Permutation and Combinations to select a committee and election board

binomial-coefficientscombinationscombinatoricspermutations

I am currently studying for the SOA exams. I have ran into a problem in Lecture Notes in Actuarial Mathematics – A Probability Course for the Actuaries – Marcel B. Finan that I thought was quite simple but my answer seems to be incorrect. The problem reads:

A newly formed hiking club has 25 members. Three members volunteered to serve on a 3-person executive committee that will consist of a president, vice president, and secretary. However, the members will be elected for the positions. An election committee of four will be created from the remaining 22 members. In how many ways can the club select its officers and election committee?
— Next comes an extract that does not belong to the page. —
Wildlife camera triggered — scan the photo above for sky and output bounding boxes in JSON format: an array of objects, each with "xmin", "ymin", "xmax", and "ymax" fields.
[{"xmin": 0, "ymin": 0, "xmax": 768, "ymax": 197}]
My immediate thought is simple combination mathematics:
$$ \text{# of ways to select officers and committee} = \binom{25}{3} \binom{22}{4} = 16824500 $$
However, the answer key I was provided states that the correct answer is $43890$ and I am unsure how. After playing around with some numbers, I have determined that
$$ 43890 = 6 \cdot \binom{22}{4} = 3!\cdot \binom{22}{4} $$
but I have no clue where this factor of $3!$ comes from rather than $\binom{25}{3}$. Am I missing something simple? Any direction or explanation is greatly appreciated.

Best Answer

I think you're misunderstanding what is intended by the problem statement. I blame this more on the problem statement more on you: their wording isn't very clear.

The problem statement actually means: 3 of the 25 people have volunteered for the president/VP/secretary jobs, but we haven't decided which of them will get which role yet. Then later we'll pick 4 people from the remaining 22 to form the election committee. That's why the answer is $3!$ (ways to decide who gets which role out of the president/VP/secretary) times $\binom{22}{4}$ (ways to pick 4 unordered names out of the remaining 22 candidates).

Extra note - even with your interpretation, I think you're still missing a factor of $3!$. The president/VP/secretary are individual named roles, so $\binom{25}{3}$ doesn't fully cover that choice: you still need to pick which person gets each individual role, which gives an extra $3!$.